IR finite correlation functions in de Sitter space, a smooth massless limit, and an autonomous equation

We explore two-point and four-point correlation functions of a massive scalar field on the flat de Sitter background in the long-wavelength approximation. By employing the Yang-Feldman-type equation, we compute the two-point correlation function up to $\lambda^3$ order and the four-point correlation function up to $\lambda^2$ order. In contrast to the standard theory of a massive scalar field based on the de Sitter-invariant vacuum, we develop a vacuum-independent reasoning that may not possess de Sitter invariance but results in a smooth massless limit of the correlation function's infrared part. Our elaboration allows us to calculate correlation functions of a free massive scalar field and to proceed with quantum corrections, relying only on the known infrared part of the two-point correlation function of a free massless one. Remarkably, the two-point correlation function of a free massive scalar field coincides with that of the Ornstein-Uhlenbeck stochastic process and has a clear physical interpretation.
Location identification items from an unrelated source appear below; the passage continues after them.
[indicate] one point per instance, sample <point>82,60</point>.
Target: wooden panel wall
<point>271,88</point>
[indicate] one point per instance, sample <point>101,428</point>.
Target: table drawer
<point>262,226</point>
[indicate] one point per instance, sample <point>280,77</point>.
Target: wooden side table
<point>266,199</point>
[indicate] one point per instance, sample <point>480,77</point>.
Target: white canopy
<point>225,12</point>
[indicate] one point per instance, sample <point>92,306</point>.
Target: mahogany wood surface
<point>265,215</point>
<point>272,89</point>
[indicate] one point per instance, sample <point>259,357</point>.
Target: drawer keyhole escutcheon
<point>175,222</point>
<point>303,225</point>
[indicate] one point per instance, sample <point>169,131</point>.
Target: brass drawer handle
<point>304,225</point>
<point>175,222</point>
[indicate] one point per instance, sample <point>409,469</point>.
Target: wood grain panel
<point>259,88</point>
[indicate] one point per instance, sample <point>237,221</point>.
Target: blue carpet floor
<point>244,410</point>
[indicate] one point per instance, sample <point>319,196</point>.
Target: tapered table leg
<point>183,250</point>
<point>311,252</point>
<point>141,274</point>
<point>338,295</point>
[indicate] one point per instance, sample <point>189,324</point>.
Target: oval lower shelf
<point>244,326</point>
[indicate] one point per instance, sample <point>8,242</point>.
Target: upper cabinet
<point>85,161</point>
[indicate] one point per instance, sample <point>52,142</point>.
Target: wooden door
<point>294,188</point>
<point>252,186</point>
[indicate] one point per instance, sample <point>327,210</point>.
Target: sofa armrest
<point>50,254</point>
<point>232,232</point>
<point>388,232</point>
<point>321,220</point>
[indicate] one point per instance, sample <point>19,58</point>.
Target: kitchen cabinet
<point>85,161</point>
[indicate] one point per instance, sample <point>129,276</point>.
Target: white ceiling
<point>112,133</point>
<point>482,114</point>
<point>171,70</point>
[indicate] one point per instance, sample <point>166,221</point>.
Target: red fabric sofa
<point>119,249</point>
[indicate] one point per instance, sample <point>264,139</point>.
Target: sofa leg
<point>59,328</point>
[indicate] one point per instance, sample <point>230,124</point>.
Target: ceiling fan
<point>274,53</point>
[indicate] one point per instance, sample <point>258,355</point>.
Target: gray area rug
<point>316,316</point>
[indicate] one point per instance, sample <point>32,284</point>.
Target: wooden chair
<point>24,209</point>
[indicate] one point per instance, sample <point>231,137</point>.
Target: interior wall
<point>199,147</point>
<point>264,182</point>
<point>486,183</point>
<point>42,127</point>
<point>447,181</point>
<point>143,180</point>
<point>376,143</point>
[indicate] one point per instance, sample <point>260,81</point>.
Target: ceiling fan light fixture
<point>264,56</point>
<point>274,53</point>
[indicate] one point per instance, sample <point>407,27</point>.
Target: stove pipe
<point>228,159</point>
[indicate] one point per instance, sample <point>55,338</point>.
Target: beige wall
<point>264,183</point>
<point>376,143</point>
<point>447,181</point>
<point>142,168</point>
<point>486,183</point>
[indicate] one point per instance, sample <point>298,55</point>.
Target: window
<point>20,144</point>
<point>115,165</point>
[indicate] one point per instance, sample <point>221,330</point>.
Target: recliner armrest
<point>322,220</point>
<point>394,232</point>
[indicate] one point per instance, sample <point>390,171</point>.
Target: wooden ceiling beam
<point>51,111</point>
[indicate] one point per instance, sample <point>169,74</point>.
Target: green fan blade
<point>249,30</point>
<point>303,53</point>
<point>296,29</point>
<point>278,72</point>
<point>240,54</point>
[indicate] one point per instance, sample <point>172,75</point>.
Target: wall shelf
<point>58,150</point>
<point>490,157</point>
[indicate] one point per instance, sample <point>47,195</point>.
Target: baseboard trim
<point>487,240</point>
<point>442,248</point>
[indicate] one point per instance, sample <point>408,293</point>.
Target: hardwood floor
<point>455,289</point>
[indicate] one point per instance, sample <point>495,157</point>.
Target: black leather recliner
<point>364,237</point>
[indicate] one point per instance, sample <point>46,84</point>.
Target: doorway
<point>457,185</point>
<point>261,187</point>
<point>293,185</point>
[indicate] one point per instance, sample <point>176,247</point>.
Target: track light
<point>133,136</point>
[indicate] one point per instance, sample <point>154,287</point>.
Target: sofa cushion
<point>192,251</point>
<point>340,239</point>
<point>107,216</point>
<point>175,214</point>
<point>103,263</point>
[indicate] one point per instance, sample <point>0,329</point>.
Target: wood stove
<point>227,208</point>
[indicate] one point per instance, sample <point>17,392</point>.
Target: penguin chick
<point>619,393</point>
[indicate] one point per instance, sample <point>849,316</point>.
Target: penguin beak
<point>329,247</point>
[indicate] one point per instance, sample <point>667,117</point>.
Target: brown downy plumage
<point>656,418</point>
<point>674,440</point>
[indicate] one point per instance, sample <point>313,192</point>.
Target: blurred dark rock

We compare our results with those obtained using the Schwinger-Keldysh diagrammatic technique, Starobinsky's stochastic approach, and the Hartree-Fock approximation. At last, we construct a renormalization group-inspired autonomous equation for the two-point correlation function. Integrating its approximate version, one obtains the non-analytic expression with respect to a self-interaction coupling constant $\lambda$. That solution reproduces the correct perturbative series up to the two-loop level. In the late-time limit, it almost coincides with the result of Starobinsky's stochastic approach over the whole interval of a new dimensionless parameter $0 \leq \tfrac{\pi^2 m^4}{3\lambda H^4} < \infty$.